Proportional Frequency and Clinical Characteristics of Gastric, Esophageal, and Gastroesophageal Junction Cancers in a Private Medical Group in Brazil.

[BACKGROUND] Gastric cancer (GC) and esophageal cancer (EC) are among the most prevalent malignancies globally and are leading causes of cancer-related mortality. Gastroesophageal junction cancer (GEJC) is considered a distinct entity with specific histopathological characteristics. This study aimed to determine the proportional frequency of GEJC; the clinicopathological characteristics of GC, EC, and GEJC; and adherence to clinical diagnostic guidelines using data from a large private healthcare network in Brazil.

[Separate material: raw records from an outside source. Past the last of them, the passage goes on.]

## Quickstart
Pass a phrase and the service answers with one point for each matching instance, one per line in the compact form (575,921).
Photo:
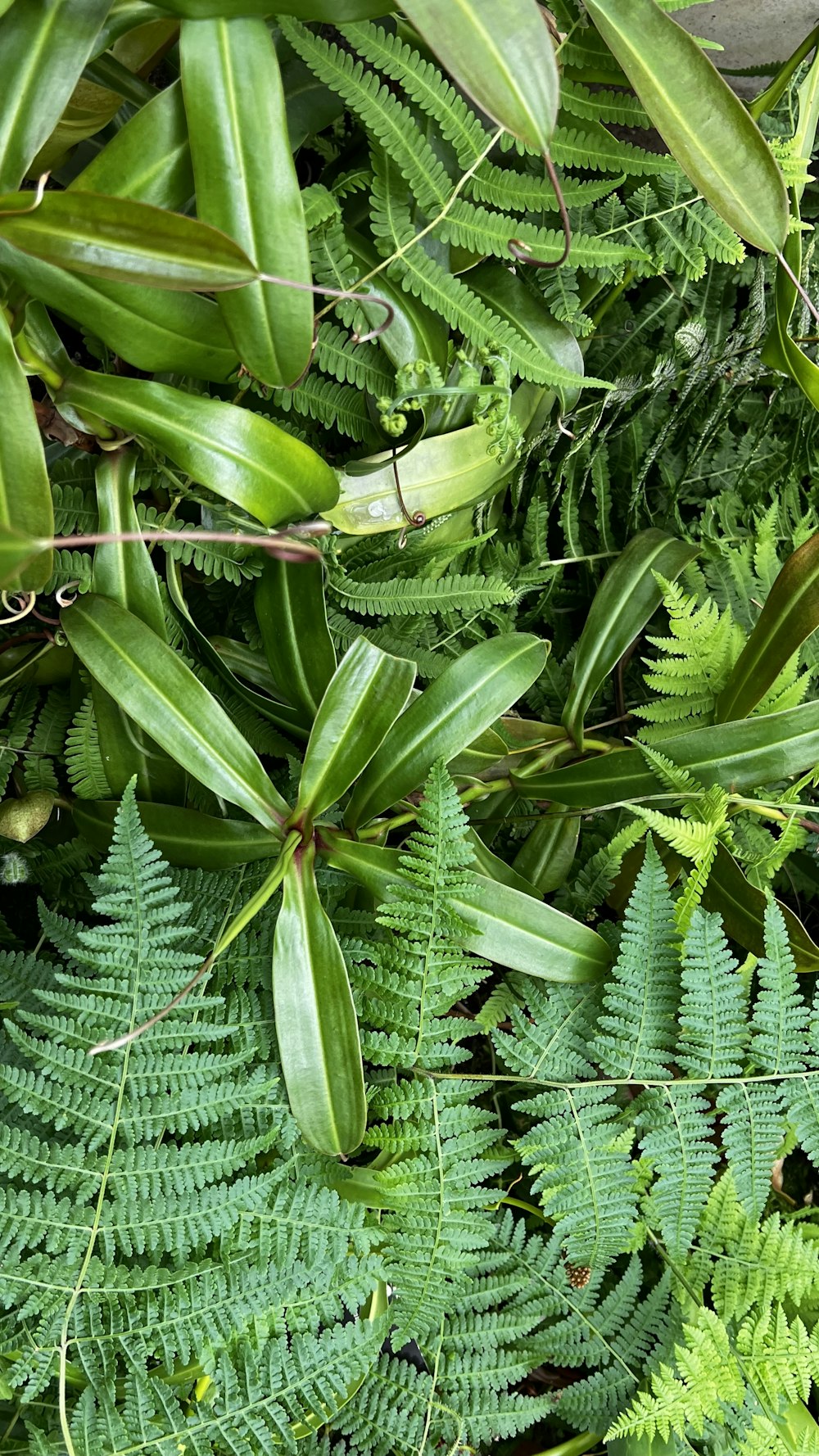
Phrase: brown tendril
(518,249)
(419,518)
(342,295)
(18,604)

[METHODS] In this retrospective, cross-sectional, descriptive study and database review, records from a Brazilian medical group (Dasa) were evaluated for adults (aged ≥ 18 years) who underwent upper digestive endoscopy between July 1, 2019, and June 30, 2022. Test results from the biopsy date associated with GC, EC, or GEJC diagnosis through December 2022 were collected retrospectively.

[RESULTS] In total, 181 patients were evaluated, including 116 (64.1%) with GC, 37 (20.4%) with EC, 22 (12.2%) with GEJC, and six (3.3%) with lesions in ≥ 2 locations of interest. The ratio of GEJC to GC cases was 0.190, and the ratio of GEJC to EC cases was 0.595. Median (interquartile range) age at diagnosis was 67 (60 - 76) years, and most patients (57.5%) were aged 60 - 79 years. Sixty-two (53.4%), 27 (73.0%), 17 (77.3%), and four (66.7%) patients with GC, EC, GEJC, and lesions in ≥ 2 locations of interest, respectively, were male. The most frequently observed Lauren subtype was intestinal type for both GC and GEJC (68 (58.6%) patients and 18 (81.8%) patients, respectively). Adenocarcinoma was the most frequent histologic subtype observed in patients with EC (n = 21; 56.8%). Among patients with GC, EC, or GEJC and immunohistochemical biomarker testing, human epidermal growth factor receptor 2 expression was positive in 2/28 (7.1%), 1/3 (33.3%), and 1/2 (50.0%) patients, respectively, and mismatch repair deficiency was detected in 2/28 (7.1%), 0/3 (0%), and 0/2 (0%) patients. No patients with GEJC were tested for programmed cell death ligand 1 or claudin 18.2.

[CONCLUSIONS] An improved understanding of GEJC characteristics in Brazil is essential for facilitating early diagnosis, identifying optimal treatment strategies, and informing public health policies. The extremely low rates of biomarker testing in this study revealed a significant gap in the implementation of modern oncology guidelines.